Spiritual people are able to communicate with heaven's
angels when they are thinking about divine principles in all
their actions. To the extent that they do so, they are
united with those angels. This allows their internal selves
to be opened [even while still on earth].... This enables us
to begin understanding that spiritual people can behave much
the same as natural people do in their civil and moral life,
provided they are united to the Deity in their inner person,
that is, in their intending and thinking.
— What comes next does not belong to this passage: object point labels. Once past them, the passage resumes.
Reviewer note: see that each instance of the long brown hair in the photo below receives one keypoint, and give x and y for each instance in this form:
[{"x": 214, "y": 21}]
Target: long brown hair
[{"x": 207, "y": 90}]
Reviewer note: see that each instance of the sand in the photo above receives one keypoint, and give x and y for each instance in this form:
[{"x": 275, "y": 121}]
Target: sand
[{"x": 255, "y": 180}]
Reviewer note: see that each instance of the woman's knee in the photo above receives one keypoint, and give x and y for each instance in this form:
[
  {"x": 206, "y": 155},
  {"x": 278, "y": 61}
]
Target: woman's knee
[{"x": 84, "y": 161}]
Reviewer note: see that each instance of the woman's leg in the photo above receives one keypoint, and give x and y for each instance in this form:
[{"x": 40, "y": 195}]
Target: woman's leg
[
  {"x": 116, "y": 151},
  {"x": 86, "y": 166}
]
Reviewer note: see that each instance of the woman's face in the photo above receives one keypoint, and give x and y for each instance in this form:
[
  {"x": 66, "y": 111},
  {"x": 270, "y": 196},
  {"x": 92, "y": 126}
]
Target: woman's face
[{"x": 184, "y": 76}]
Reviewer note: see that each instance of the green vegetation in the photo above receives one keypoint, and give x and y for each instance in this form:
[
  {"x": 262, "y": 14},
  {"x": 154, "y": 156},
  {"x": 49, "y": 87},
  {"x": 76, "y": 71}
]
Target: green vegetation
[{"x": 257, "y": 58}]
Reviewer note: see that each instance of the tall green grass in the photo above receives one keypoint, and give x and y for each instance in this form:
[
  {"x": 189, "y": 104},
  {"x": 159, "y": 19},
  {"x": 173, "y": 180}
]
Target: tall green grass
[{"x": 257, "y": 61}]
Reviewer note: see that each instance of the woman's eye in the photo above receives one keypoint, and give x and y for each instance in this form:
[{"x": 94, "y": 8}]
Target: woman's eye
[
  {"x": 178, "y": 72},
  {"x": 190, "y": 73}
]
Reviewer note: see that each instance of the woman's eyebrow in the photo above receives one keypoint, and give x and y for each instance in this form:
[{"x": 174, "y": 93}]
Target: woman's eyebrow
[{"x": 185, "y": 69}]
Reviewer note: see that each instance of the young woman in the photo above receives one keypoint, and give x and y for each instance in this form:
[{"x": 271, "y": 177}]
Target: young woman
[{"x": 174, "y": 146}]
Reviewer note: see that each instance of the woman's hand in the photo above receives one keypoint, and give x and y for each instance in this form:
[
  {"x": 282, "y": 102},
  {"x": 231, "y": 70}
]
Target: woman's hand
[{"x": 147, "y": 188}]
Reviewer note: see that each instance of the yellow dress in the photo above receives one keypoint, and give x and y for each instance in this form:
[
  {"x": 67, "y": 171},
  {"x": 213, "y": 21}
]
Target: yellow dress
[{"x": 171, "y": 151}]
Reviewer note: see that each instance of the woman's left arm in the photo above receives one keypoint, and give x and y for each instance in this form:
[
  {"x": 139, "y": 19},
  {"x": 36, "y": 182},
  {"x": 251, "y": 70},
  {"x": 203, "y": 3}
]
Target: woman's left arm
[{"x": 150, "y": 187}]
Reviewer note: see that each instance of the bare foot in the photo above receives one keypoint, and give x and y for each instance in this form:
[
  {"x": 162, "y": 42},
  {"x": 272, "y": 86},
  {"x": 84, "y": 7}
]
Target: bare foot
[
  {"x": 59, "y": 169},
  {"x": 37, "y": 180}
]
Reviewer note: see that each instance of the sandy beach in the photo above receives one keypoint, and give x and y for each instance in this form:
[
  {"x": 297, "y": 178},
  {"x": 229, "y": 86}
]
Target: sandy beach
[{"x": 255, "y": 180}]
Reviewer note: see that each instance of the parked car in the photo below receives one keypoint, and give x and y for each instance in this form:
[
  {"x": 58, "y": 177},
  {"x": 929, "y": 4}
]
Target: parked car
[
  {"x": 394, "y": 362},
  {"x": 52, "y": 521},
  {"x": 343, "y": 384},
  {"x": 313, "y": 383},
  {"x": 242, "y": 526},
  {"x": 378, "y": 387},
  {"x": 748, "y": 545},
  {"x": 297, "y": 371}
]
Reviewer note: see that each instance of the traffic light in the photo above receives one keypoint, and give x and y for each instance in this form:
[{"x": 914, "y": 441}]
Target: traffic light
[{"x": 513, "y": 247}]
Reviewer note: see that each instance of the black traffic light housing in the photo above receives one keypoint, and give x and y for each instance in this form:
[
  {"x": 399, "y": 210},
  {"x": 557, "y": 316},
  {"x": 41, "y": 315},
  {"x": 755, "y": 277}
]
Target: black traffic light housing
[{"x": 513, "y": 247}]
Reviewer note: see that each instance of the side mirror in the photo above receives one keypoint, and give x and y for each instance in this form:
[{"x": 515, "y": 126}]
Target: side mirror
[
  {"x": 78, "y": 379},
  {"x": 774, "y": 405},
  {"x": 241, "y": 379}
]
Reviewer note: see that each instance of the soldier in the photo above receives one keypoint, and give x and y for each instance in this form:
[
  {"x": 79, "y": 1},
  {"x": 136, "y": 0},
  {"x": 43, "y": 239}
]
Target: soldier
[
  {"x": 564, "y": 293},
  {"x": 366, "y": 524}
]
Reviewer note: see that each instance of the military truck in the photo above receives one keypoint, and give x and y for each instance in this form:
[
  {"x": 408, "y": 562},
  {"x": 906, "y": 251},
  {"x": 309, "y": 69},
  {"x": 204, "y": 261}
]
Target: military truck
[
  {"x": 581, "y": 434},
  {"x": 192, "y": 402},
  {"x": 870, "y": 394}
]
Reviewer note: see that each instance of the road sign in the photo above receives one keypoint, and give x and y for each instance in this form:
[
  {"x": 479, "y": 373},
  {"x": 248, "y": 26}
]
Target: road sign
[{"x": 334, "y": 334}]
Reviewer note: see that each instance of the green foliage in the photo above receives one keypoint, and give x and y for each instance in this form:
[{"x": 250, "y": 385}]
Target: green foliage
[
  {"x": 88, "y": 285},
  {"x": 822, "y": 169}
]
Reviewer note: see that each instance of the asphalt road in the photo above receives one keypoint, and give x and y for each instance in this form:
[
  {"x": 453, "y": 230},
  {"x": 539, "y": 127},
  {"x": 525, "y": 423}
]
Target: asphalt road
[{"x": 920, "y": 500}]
The Lord Does Not Cast Anyone Into
Hell: Spirits Cast Themselves In
HH 545
Some people hold a strong opinion that God turns his face away from
[certain] people, rejects them from his presence, casts them into hell,
and is angry against them because of their evil. Some even go so far as
to think that God punishes people and does them harm. They support this
idea from the literal meaning of the Word where things like this are
said, not realizing that the spiritual meaning of the Word (which opens
up the literal meaning) is entirely different. The real doctrine of the
church, drawn from the spiritual meaning of the Word, teaches otherwise.
It teaches that the Lord never turns his face away from anyone, never
rejects anyone, never casts anyone into hell, never is angry.
HH 547
... We do evil from hell and good from the Lord, but we believe that
whatever we do comes from ourselves, so the evil we do clings to us as
though it were our own. This is why we are at fault for our evil, never
the Lord. The evil within us is hell within us (it makes no difference
whether you say "evil" or "hell"). Since we are at fault for our evil,
it is we—not the Lord—who leads us into hell. Far from leading us into
hell, the Lord frees us from hell to the extent that we do not intend
evil nor love being absorbed by our evil. (See Heaven and Hell 480
above.) People who intend and love evil in the world intend and love
evil in the other life: they no longer allow themselves to be led away
from it. This is why people who are absorbed in evil are connected to
hell and actually are there in spirit; after death they crave above all
to be where their evil is. Therefore, it is we—not the Lord—who cast
ourselves into hell after death.
EXTENDED READINGS FOR CHAPTER NINE:
HEAVEN AND HELL 1-77, 421-422, 426, 453, 4624, 480, 512, 515, 528, 545-550.
DISCUSSION QUESTIONS FOR CHAPTER NINE:
How do you see the relationship between
Heaven and Hell 8, where angels
know what is true only from the Lord, and the reading in Chapter 7 (near
the end of the "Preface" to
Revelation Unveiled (Apocalypse
Revealed in older translations), where Swedenborg makes
a point of having received certain doctrines from the Lord and not from
any angel?
From these readings, and the other quotations in the lesson, what do you
think Swedenborg teaches about "the eternity of the hells?" How does
that teaching compare with what you believe (or want to believe)?
Discuss the relationship between instruction in the World of Spirits and
the concept of universal salvation in Chapter 8.
Comment on the converted Muslims in
Heaven and Hell 515.
What questions
or issues does the lesson raise for you?